Regardless of age, acne is a condition of the sebaceous glands. These glands are attached to hair follicles and produce an oily substance called sebum. An acne lesion forms when a hair follicle becomes plugged with sebum and dead cells. The pathogenic (disease-causing) events in the sebaceous glands are believed to be due in large degree to changes in levels of androgenic (male) hormones in the body—a circumstance usually associated with the growth and development that occurs between the ages of 12 and 21. Therefore, it is important to look for an underlying cause of acne that occurs for the first time in adulthood.
- Recurrence of acne that cleared up after adolescence
- Flare-up of acne after a period of relative quiet—for example, during pregnancy
- Occurs for the first time in a person who had never previously had acne. For these individuals, the following need to be ruled out as causes of acne:
- Medication. Some medications that can induce acne include anabolic steroids (sometimes used illegally by athletes to “bulk up”), some anti-epileptic medications, the anti-tuberculosis drugs isoniazid and rifampin, lithium and iodine-containing medications.
- Chronic physical pressure on the skin. Chafing from the straps of a backpack or tucking a violin between the jaw and chin can cause chronic pressure on the skin and may induce a condition known as acne mechanica.
- Chlorinated industrial chemicals. These may induce the occupational skin disorder known as chloracne.
- Metabolic conditions. Changes in the hormonal balance, such as those brought about by pregnancy, menstruation or hormonal abnormalities can induce acne.

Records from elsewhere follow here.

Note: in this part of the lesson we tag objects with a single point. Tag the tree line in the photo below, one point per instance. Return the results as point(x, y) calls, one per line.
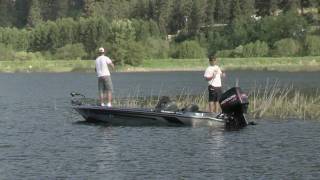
point(139, 29)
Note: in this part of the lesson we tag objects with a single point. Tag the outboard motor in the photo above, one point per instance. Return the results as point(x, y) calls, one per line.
point(234, 103)
point(165, 104)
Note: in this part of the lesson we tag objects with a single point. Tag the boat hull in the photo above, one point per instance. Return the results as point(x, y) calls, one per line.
point(147, 117)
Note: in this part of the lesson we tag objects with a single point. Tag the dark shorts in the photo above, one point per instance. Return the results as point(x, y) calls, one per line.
point(214, 93)
point(105, 84)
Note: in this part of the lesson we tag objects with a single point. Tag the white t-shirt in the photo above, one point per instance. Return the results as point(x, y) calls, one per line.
point(215, 72)
point(102, 65)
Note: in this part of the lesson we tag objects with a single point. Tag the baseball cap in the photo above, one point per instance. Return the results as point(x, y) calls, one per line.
point(101, 49)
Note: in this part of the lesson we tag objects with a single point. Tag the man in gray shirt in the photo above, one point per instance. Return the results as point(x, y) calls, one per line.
point(104, 80)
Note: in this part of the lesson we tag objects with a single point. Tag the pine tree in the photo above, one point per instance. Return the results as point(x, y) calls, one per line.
point(266, 7)
point(34, 16)
point(195, 18)
point(247, 8)
point(235, 11)
point(162, 12)
point(290, 5)
point(88, 8)
point(61, 8)
point(22, 9)
point(222, 11)
point(210, 11)
point(6, 13)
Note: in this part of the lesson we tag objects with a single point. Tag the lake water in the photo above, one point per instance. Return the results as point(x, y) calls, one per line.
point(42, 138)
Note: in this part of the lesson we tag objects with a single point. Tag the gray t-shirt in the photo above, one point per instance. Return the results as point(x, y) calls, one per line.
point(102, 65)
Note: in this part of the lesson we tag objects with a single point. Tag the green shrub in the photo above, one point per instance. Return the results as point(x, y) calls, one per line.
point(135, 54)
point(6, 53)
point(156, 48)
point(27, 56)
point(70, 51)
point(256, 49)
point(312, 45)
point(237, 52)
point(189, 49)
point(224, 53)
point(286, 47)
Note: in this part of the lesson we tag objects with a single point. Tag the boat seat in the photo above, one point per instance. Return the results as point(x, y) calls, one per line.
point(190, 108)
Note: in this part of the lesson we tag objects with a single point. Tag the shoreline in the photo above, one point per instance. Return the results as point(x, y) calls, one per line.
point(285, 64)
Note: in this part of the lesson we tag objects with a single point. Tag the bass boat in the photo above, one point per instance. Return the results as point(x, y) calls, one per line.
point(234, 104)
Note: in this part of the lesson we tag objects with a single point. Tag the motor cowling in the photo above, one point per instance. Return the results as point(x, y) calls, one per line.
point(234, 102)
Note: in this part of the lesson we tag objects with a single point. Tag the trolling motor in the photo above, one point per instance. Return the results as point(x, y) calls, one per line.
point(234, 103)
point(76, 98)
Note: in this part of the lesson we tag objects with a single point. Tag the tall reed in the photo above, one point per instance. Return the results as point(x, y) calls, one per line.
point(270, 101)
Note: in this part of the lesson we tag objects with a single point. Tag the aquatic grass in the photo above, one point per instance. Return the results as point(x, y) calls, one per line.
point(270, 101)
point(283, 103)
point(308, 63)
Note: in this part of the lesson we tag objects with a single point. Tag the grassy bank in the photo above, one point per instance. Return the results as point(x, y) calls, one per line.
point(268, 103)
point(272, 64)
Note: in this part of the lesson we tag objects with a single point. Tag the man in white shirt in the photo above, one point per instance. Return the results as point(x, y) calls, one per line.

It is also important to know that some lesions which appear to be acne are not acne at all. One condition that resembles acne is folliculitis, which occurs when the hair follicles become infected and inflamed. Folliculitis requires different treatment.
Adult onset acne creates a great deal of emotional turmoil. Unfortunately adult acne may be quite resistant to traditional therapies such as topical and oral medicines. Highly effective laser therapy regimens are quite welcomed by this group.